Aparecieron entonces numerosos sellos, que terminaron en
escudos, con castillos, torres, árboles, leones, santos, flores, puentes, fuentes,
águilas y cualesquiera otras figuras que fueran citadas en una charleta de casino entre el dibujante de
la fábrica de sellos de caucho y las fuerzas vivas del lugar. Todo eso choca
con la primera base fundamental de la Heráldica, como explicara en su día -criticando
todo esto (1985)-, Vicente de Cadenas
-que fuera Cronista de Armas del Reino de España-: las idealizaciones no responden a la heráldica. Pasa lo mismo con
las banderas, pero no vamos a entrar ahora en la vexilología para no llevarnos más de un chasco… porque, salvo
excepcionales excepciones, el rey autorizaba a usar el vexilium nostrum (nuestra bandera, la bandera real) y no otra.
Ya en el siglo XX, el
23 de marzo de 1956 tirón de orejas a los ayuntamientos retrasados en esto
de la ‘heráldica municipal’: se ordenó la “rehabilitación y adopción de armas
claramente distintivas que permitan la diferenciación”… atendiendo a lo
preceptuado en el Reglamento de 11 de
mayo de 1952 de “restablecer la antiquísima costumbre del
empleo de Armas por los Concejos y Villas” que se iba cumpliendo muy
lentamente. Y aquí ya se rompieron todas las reglas del juego, y de la
heráldica. Desde 1952 todos los municipios habidos y por haber en la vieja piel
de toro (islas adyacentes y plazas y territorios de soberanía) fueron definiendo
sus escudos con mayor o menor fortuna. Conocí a uno de aquellos “ilustres”

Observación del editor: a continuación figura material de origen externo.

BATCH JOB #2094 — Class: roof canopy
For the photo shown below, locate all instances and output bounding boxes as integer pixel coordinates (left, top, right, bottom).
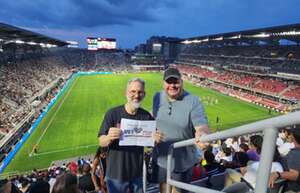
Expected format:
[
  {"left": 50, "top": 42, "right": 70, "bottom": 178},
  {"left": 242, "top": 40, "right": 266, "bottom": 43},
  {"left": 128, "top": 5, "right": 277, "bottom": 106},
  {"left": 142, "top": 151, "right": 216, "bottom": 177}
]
[
  {"left": 182, "top": 23, "right": 300, "bottom": 44},
  {"left": 0, "top": 23, "right": 68, "bottom": 47}
]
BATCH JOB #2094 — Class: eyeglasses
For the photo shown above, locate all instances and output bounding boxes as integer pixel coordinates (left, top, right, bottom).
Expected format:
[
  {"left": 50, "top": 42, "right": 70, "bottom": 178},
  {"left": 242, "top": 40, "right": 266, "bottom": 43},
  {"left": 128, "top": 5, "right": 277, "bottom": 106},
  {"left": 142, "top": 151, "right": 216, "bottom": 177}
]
[
  {"left": 166, "top": 78, "right": 180, "bottom": 84},
  {"left": 168, "top": 102, "right": 172, "bottom": 116},
  {"left": 129, "top": 90, "right": 145, "bottom": 96}
]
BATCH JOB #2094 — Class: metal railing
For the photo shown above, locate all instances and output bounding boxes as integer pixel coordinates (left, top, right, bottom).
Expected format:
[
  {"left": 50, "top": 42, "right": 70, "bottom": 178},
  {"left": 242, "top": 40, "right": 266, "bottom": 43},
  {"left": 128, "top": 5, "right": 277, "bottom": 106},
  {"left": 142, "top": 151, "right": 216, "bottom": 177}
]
[{"left": 167, "top": 111, "right": 300, "bottom": 193}]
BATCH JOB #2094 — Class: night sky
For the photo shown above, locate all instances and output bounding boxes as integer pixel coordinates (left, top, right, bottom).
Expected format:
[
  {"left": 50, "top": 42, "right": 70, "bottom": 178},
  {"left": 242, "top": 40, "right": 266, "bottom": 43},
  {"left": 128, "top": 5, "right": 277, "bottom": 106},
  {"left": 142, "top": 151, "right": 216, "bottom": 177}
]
[{"left": 0, "top": 0, "right": 300, "bottom": 48}]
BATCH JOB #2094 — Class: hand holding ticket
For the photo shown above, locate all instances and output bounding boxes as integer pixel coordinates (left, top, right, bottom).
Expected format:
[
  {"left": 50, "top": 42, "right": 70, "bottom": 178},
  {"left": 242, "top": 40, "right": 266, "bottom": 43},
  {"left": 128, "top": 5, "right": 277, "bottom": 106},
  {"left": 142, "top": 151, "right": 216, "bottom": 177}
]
[{"left": 119, "top": 119, "right": 156, "bottom": 147}]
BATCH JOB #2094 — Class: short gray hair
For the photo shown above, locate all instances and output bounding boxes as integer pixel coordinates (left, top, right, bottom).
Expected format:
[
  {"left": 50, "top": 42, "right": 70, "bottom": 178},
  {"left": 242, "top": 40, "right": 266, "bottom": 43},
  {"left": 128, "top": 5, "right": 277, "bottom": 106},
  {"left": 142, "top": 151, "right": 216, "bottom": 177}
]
[{"left": 126, "top": 78, "right": 145, "bottom": 89}]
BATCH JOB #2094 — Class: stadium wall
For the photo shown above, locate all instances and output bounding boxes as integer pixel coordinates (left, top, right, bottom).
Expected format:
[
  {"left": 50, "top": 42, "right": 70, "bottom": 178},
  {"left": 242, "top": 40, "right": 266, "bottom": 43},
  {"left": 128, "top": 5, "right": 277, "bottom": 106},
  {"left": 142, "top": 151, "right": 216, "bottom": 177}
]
[{"left": 0, "top": 71, "right": 112, "bottom": 174}]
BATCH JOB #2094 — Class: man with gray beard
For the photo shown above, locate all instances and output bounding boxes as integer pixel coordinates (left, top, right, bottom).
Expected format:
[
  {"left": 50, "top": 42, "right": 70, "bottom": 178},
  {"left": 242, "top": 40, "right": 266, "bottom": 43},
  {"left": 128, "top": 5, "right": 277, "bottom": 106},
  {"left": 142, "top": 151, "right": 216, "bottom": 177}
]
[{"left": 98, "top": 78, "right": 153, "bottom": 193}]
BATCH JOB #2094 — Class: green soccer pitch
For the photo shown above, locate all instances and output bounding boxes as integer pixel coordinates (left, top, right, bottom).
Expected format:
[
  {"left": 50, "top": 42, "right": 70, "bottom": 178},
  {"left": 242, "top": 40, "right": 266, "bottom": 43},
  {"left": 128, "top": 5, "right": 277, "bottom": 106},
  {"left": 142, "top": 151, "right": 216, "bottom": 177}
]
[{"left": 4, "top": 73, "right": 278, "bottom": 173}]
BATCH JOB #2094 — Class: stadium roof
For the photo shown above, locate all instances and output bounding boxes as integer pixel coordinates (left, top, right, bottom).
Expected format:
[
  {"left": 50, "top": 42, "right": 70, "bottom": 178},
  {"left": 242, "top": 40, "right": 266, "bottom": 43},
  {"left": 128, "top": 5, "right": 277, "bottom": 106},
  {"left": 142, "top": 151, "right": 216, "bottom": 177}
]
[
  {"left": 0, "top": 23, "right": 68, "bottom": 47},
  {"left": 182, "top": 23, "right": 300, "bottom": 44}
]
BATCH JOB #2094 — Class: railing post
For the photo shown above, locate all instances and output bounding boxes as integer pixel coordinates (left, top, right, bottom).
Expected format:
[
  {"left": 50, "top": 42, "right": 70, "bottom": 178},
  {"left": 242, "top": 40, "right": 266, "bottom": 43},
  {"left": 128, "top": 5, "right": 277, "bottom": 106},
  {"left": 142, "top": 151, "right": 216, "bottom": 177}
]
[
  {"left": 255, "top": 127, "right": 278, "bottom": 193},
  {"left": 166, "top": 144, "right": 174, "bottom": 193}
]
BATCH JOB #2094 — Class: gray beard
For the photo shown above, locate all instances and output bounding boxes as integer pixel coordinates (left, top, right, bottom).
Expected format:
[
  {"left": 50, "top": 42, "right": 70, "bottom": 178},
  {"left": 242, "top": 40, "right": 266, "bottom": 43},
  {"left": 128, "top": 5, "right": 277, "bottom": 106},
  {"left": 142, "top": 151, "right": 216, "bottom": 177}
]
[{"left": 130, "top": 101, "right": 141, "bottom": 109}]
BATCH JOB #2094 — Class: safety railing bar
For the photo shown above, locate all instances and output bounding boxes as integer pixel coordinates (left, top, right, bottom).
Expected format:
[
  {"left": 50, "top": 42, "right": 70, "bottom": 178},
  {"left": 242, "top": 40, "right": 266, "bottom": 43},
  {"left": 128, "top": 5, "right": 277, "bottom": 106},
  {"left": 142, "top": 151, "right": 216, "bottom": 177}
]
[
  {"left": 173, "top": 111, "right": 300, "bottom": 148},
  {"left": 168, "top": 179, "right": 222, "bottom": 193},
  {"left": 167, "top": 111, "right": 300, "bottom": 193},
  {"left": 254, "top": 128, "right": 278, "bottom": 193}
]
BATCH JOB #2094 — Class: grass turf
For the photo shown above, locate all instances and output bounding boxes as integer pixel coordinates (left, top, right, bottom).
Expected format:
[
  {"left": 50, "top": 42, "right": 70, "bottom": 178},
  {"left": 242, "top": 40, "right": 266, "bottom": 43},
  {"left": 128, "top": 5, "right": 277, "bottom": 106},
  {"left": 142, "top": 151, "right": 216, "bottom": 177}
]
[{"left": 4, "top": 73, "right": 276, "bottom": 173}]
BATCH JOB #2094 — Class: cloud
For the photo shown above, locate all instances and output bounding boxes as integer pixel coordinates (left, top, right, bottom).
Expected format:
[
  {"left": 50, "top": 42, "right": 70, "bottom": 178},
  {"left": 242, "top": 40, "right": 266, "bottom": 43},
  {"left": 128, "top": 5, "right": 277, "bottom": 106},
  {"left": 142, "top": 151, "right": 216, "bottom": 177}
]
[{"left": 0, "top": 0, "right": 178, "bottom": 29}]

investigadores que amparándose en el Instituto
Salazar y Castro (del CSIC) recorrieron España inventando escudos para quien no lo tenía.

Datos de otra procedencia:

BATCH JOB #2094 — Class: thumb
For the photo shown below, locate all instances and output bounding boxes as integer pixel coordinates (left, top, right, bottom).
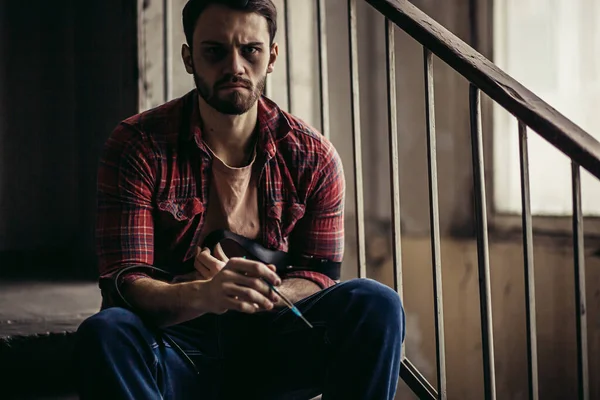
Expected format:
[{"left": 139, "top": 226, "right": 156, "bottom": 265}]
[{"left": 214, "top": 243, "right": 229, "bottom": 263}]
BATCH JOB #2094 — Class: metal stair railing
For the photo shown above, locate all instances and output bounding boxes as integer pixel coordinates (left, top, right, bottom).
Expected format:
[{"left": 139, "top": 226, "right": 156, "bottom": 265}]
[{"left": 284, "top": 0, "right": 600, "bottom": 400}]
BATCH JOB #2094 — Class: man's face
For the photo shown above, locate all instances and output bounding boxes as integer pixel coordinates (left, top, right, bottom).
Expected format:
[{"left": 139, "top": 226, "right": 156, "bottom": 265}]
[{"left": 182, "top": 4, "right": 277, "bottom": 115}]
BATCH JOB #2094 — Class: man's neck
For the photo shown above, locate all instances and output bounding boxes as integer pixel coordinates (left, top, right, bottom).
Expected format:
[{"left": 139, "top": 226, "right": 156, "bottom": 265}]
[{"left": 198, "top": 98, "right": 258, "bottom": 167}]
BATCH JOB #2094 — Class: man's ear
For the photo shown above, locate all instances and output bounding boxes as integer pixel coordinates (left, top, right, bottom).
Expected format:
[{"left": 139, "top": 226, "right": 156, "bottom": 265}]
[
  {"left": 267, "top": 43, "right": 279, "bottom": 74},
  {"left": 181, "top": 43, "right": 194, "bottom": 75}
]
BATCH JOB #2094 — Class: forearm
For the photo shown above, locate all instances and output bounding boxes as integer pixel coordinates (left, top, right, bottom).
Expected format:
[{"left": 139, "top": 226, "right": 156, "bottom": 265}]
[
  {"left": 275, "top": 278, "right": 321, "bottom": 308},
  {"left": 122, "top": 278, "right": 206, "bottom": 327}
]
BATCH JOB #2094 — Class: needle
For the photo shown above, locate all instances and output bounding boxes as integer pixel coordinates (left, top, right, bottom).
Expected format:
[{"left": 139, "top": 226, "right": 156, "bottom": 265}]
[
  {"left": 242, "top": 256, "right": 313, "bottom": 328},
  {"left": 261, "top": 278, "right": 313, "bottom": 328}
]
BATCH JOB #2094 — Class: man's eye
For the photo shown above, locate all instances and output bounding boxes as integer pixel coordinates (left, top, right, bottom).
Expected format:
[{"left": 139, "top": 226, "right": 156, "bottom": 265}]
[
  {"left": 243, "top": 46, "right": 260, "bottom": 54},
  {"left": 204, "top": 47, "right": 223, "bottom": 56}
]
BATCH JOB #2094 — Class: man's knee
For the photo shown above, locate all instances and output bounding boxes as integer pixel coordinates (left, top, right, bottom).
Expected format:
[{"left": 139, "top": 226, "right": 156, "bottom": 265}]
[
  {"left": 76, "top": 307, "right": 144, "bottom": 344},
  {"left": 344, "top": 279, "right": 405, "bottom": 337}
]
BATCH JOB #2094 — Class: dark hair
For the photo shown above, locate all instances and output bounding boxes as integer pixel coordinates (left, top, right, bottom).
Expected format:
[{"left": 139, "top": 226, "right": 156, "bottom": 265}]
[{"left": 183, "top": 0, "right": 277, "bottom": 46}]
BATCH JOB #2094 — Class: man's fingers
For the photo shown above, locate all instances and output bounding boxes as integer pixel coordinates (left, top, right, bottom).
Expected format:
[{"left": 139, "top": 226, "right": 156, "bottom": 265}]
[
  {"left": 227, "top": 258, "right": 281, "bottom": 286},
  {"left": 226, "top": 285, "right": 273, "bottom": 310},
  {"left": 194, "top": 248, "right": 225, "bottom": 276},
  {"left": 214, "top": 243, "right": 229, "bottom": 263}
]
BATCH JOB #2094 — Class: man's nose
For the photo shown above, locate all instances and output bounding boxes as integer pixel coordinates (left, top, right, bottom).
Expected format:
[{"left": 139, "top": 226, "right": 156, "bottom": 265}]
[{"left": 225, "top": 50, "right": 244, "bottom": 75}]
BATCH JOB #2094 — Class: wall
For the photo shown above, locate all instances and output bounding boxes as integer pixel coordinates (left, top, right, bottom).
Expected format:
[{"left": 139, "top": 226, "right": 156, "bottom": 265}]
[
  {"left": 0, "top": 0, "right": 600, "bottom": 399},
  {"left": 0, "top": 0, "right": 137, "bottom": 276}
]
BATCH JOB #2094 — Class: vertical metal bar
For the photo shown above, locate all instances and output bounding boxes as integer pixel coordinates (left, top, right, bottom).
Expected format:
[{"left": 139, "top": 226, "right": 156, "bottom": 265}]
[
  {"left": 469, "top": 84, "right": 496, "bottom": 400},
  {"left": 423, "top": 47, "right": 446, "bottom": 399},
  {"left": 348, "top": 0, "right": 367, "bottom": 278},
  {"left": 385, "top": 18, "right": 403, "bottom": 304},
  {"left": 317, "top": 0, "right": 331, "bottom": 139},
  {"left": 571, "top": 161, "right": 590, "bottom": 400},
  {"left": 163, "top": 0, "right": 173, "bottom": 102},
  {"left": 283, "top": 0, "right": 293, "bottom": 113},
  {"left": 519, "top": 121, "right": 539, "bottom": 400}
]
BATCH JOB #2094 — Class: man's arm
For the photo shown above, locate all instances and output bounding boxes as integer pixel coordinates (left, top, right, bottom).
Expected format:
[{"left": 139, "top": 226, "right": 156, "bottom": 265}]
[
  {"left": 96, "top": 124, "right": 280, "bottom": 326},
  {"left": 277, "top": 141, "right": 345, "bottom": 305}
]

No sé de cuando es el escudo de Benidorm, ni entiendo la
iniciativa de Compromís. Benidorm tiene su sigillum y su escudo y no hay por
qué enmendar la plana. Que es del XIX; que es del XX… ¿Qué más da? Representa
lo que representa: Benidorm.
Animo a los investigadores a comprobar si el sigillum
de Benidorm está -o no- en la Colección
de Sigilografía del Archivo Histórico Nacional y a certificar que figura -o
no- en el Diccionario de Madoz. Si no está, es que no lo tenía antes
del XIX. Si tampoco aparece en la Espasa
Calpe de Piferrer es que ni sigillum,
ni escudo, ni gaitas, ni leches. Lo tenemos ahora, pues bien. Lo quieren
cambiar, pues mal. Solamente si en él
figura “un disparate histórico” es
legalmente impugnable. Y cono no es el caso, pues sigamos con él.